A system of linear equations consists of multiple equations with the same set of unknown variables. In simpler words, you want to find the values of these variables that make all the equations true at the same time. For instance, in our original exercise, we have three equations:

• \(x+y+z=2\)
• \(2x-3y+2z=4\)
• \(4x+y-3z=1\)

Here, the unknown variables are \(x\), \(y\), and \(z\). The challenge is to solve these equations simultaneously. It means finding the values of \(x\), \(y\), and \(z\) that work in all these equations. Such systems can have a unique solution, infinitely many solutions, or no solution at all. Gaussian elimination is a great tool to solve systems with a unique solution.

To apply techniques like Gaussian elimination efficiently, we often represent a system of equations as an augmented matrix. This matrix simplifies handling the equations.
Let's take our system and convert it into an augmented matrix:

• Equation coefficients form the columns of the matrix.
• The constants on the right of the equations form the last column, separated by a line.

Our system becomes the augmented matrix:\[\begin{bmatrix}1 & 1 & 1 & | & 2 \2 & -3 & 2 & | & 4 \4 & 1 & -3 & | & 1\end{bmatrix}\]This matrix format makes it easier to apply row operations and move towards solving the system. Remember, the goal is to simplify the matrix and make the problem more manageable.

Achieving a triangular form is a crucial step in solving systems of equations. It means transforming the matrix so that all elements below the main diagonal are zeros. This form is essential as it prepares the system for back substitution, our final solving step.
In our solution, the process was done by eliminating variables from each column, starting with the x-terms below the first row:

• Subtract 2 times the first row from the second row.
• Subtract 4 times the first row from the third row.
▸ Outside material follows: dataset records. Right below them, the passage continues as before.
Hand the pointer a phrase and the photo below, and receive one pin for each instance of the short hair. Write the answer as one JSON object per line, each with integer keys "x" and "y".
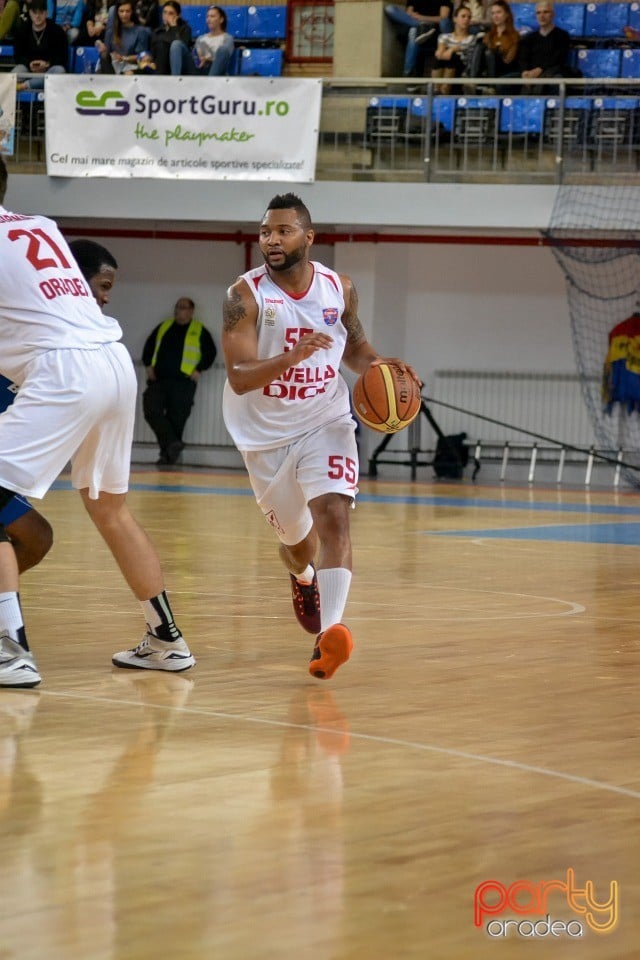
{"x": 91, "y": 257}
{"x": 192, "y": 305}
{"x": 289, "y": 201}
{"x": 4, "y": 177}
{"x": 223, "y": 16}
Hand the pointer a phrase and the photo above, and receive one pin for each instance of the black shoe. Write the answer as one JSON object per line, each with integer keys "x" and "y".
{"x": 306, "y": 603}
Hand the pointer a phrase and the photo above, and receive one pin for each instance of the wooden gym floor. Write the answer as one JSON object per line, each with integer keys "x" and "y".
{"x": 486, "y": 729}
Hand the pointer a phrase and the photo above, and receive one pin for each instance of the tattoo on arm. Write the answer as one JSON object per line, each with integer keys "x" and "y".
{"x": 350, "y": 319}
{"x": 233, "y": 310}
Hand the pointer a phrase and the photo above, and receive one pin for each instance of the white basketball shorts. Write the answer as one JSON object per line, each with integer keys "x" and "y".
{"x": 74, "y": 405}
{"x": 285, "y": 479}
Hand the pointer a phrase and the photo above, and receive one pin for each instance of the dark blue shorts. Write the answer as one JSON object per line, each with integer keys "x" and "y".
{"x": 16, "y": 508}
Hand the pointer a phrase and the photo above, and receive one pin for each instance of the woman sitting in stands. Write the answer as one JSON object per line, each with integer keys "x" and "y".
{"x": 212, "y": 52}
{"x": 454, "y": 50}
{"x": 173, "y": 29}
{"x": 124, "y": 40}
{"x": 496, "y": 55}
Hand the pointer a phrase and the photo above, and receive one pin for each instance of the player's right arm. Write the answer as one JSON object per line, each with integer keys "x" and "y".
{"x": 245, "y": 370}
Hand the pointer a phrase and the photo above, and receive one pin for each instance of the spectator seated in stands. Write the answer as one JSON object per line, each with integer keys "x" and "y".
{"x": 454, "y": 50}
{"x": 496, "y": 55}
{"x": 419, "y": 24}
{"x": 9, "y": 14}
{"x": 479, "y": 19}
{"x": 212, "y": 51}
{"x": 173, "y": 28}
{"x": 12, "y": 12}
{"x": 545, "y": 51}
{"x": 40, "y": 46}
{"x": 148, "y": 14}
{"x": 69, "y": 16}
{"x": 96, "y": 16}
{"x": 124, "y": 40}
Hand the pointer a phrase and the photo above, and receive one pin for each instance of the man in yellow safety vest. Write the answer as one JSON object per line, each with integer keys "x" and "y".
{"x": 177, "y": 351}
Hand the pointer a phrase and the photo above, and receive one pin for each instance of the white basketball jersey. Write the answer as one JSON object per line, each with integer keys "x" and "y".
{"x": 308, "y": 395}
{"x": 45, "y": 302}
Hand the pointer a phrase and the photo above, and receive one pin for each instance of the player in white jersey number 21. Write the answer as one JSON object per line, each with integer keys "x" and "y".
{"x": 76, "y": 401}
{"x": 288, "y": 326}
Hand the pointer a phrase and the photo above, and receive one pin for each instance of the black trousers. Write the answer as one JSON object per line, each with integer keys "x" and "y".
{"x": 166, "y": 405}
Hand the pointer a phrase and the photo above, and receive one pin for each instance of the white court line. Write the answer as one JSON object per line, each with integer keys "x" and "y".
{"x": 366, "y": 737}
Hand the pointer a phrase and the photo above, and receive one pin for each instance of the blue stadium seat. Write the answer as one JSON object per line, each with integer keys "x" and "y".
{"x": 599, "y": 63}
{"x": 521, "y": 115}
{"x": 570, "y": 16}
{"x": 574, "y": 122}
{"x": 605, "y": 19}
{"x": 388, "y": 120}
{"x": 475, "y": 121}
{"x": 630, "y": 64}
{"x": 266, "y": 23}
{"x": 524, "y": 16}
{"x": 444, "y": 112}
{"x": 236, "y": 21}
{"x": 613, "y": 123}
{"x": 196, "y": 17}
{"x": 264, "y": 62}
{"x": 442, "y": 109}
{"x": 85, "y": 60}
{"x": 394, "y": 103}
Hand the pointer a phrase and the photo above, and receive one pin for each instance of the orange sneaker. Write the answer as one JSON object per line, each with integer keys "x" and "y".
{"x": 306, "y": 603}
{"x": 333, "y": 648}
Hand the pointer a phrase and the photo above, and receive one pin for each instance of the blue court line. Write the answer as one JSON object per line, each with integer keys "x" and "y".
{"x": 622, "y": 534}
{"x": 402, "y": 499}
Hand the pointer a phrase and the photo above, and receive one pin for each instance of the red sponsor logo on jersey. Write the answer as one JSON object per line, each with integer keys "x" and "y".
{"x": 63, "y": 287}
{"x": 300, "y": 383}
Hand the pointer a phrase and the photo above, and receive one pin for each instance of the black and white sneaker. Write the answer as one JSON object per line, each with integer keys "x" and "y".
{"x": 155, "y": 654}
{"x": 17, "y": 666}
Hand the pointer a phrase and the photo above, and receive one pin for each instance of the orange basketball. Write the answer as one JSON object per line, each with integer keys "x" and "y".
{"x": 386, "y": 398}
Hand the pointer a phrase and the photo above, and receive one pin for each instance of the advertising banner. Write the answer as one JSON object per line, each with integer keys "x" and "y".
{"x": 197, "y": 128}
{"x": 7, "y": 113}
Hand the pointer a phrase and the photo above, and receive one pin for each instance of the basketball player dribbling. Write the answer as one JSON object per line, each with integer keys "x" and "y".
{"x": 287, "y": 327}
{"x": 76, "y": 401}
{"x": 30, "y": 533}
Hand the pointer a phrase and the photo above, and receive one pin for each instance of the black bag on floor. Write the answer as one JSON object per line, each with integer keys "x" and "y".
{"x": 452, "y": 453}
{"x": 452, "y": 456}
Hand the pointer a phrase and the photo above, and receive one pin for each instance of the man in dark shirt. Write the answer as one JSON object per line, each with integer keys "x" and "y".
{"x": 545, "y": 52}
{"x": 39, "y": 46}
{"x": 419, "y": 22}
{"x": 175, "y": 355}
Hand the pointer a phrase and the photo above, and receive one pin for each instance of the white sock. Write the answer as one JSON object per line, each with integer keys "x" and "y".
{"x": 333, "y": 586}
{"x": 306, "y": 576}
{"x": 11, "y": 621}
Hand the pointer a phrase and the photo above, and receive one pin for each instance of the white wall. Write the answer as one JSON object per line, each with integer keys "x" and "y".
{"x": 464, "y": 307}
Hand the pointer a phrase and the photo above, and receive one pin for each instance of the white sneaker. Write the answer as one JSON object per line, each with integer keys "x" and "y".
{"x": 155, "y": 654}
{"x": 17, "y": 666}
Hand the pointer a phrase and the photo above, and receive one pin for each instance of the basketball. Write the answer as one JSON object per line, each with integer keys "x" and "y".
{"x": 386, "y": 398}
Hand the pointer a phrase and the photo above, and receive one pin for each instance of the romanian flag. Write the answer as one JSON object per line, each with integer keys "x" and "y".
{"x": 621, "y": 376}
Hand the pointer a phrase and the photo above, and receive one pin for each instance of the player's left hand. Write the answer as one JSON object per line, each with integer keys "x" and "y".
{"x": 406, "y": 367}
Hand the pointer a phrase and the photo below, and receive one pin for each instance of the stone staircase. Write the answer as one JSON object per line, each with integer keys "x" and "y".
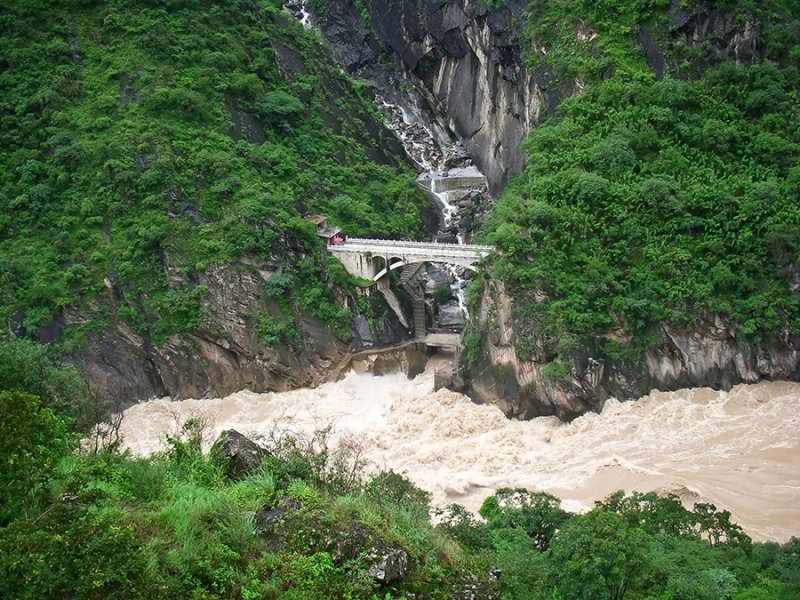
{"x": 409, "y": 281}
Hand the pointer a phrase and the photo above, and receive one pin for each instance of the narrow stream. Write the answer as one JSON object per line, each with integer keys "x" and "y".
{"x": 738, "y": 449}
{"x": 432, "y": 155}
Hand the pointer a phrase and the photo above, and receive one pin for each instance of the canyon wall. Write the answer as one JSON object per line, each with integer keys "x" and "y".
{"x": 705, "y": 354}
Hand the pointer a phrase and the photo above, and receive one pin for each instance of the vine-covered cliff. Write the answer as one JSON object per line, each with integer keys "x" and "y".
{"x": 157, "y": 162}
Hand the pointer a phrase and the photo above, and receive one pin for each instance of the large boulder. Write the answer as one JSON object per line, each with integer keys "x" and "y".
{"x": 243, "y": 455}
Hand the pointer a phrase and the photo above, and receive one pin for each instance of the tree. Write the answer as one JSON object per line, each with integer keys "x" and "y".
{"x": 598, "y": 557}
{"x": 32, "y": 440}
{"x": 538, "y": 514}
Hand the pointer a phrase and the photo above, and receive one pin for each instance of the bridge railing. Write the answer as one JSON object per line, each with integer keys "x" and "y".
{"x": 411, "y": 244}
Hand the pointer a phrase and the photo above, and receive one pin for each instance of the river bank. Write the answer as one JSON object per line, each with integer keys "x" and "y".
{"x": 737, "y": 449}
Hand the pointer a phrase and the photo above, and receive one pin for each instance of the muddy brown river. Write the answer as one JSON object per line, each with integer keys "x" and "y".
{"x": 738, "y": 449}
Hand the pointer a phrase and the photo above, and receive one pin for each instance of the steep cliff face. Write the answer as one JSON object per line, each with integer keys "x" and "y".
{"x": 466, "y": 61}
{"x": 706, "y": 354}
{"x": 227, "y": 353}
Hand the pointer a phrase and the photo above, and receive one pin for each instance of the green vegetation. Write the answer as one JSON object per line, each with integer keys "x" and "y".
{"x": 142, "y": 143}
{"x": 306, "y": 523}
{"x": 655, "y": 201}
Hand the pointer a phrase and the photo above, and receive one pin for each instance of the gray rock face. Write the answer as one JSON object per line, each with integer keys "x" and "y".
{"x": 464, "y": 58}
{"x": 223, "y": 356}
{"x": 705, "y": 354}
{"x": 244, "y": 455}
{"x": 451, "y": 315}
{"x": 388, "y": 565}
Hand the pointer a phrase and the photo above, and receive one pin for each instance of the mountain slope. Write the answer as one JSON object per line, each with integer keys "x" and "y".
{"x": 157, "y": 160}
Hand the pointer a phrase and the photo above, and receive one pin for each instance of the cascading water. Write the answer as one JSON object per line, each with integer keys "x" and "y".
{"x": 737, "y": 449}
{"x": 297, "y": 8}
{"x": 432, "y": 154}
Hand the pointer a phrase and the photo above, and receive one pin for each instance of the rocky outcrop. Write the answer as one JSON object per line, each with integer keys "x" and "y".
{"x": 697, "y": 40}
{"x": 225, "y": 355}
{"x": 242, "y": 456}
{"x": 707, "y": 353}
{"x": 465, "y": 60}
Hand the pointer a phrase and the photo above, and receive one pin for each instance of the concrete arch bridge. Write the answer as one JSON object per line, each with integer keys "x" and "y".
{"x": 373, "y": 259}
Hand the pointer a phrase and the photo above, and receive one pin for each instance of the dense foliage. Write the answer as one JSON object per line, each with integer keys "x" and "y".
{"x": 139, "y": 140}
{"x": 656, "y": 201}
{"x": 307, "y": 522}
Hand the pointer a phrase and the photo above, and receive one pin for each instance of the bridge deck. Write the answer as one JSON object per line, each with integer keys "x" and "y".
{"x": 443, "y": 340}
{"x": 429, "y": 249}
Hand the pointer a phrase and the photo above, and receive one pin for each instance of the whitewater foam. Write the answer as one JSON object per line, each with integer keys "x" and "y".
{"x": 739, "y": 450}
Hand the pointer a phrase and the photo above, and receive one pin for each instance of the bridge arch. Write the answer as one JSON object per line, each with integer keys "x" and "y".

This yielded the intermediate matrix:\[\begin{bmatrix}1 & 1 & 1 & | & 2 \0 & -5 & 0 & | & 0 \0 & -3 & -7 & | & -7\end{bmatrix}\]Continuing, we eliminated the y-term in the third row by adding \(\frac{3}{5}\) of the second row to the third,
resulting in the triangular form:\[\begin{bmatrix}1 & 1 & 1 & | & 2 \0 & -5 & 0 & | & 0 \0 & 0 & -7 & | & -7\end{bmatrix}\]

Once the matrix is in triangular form, back substitution is the final step. It's where we find the values of the variables, starting from the bottom row and working upwards.

• From the last equation: we have \(-7z = -7\) which leads to \(z = 1\).
• Next, we substitute \(z = 1\) into the second equation: \(-5y = 0\), giving \(y = 0\).
• Finally, substituting \(y = 0\) and \(z = 1\) into the first equation, we get \(x + 0 + 1 = 2\). Thus, \(x = 1\).

Back substitution allows for the neat solution of the system: \((x, y, z) = (1, 0, 1)\). It's like working backwards to reveal the answer, utilizing the neatly arranged zeros from the triangular form.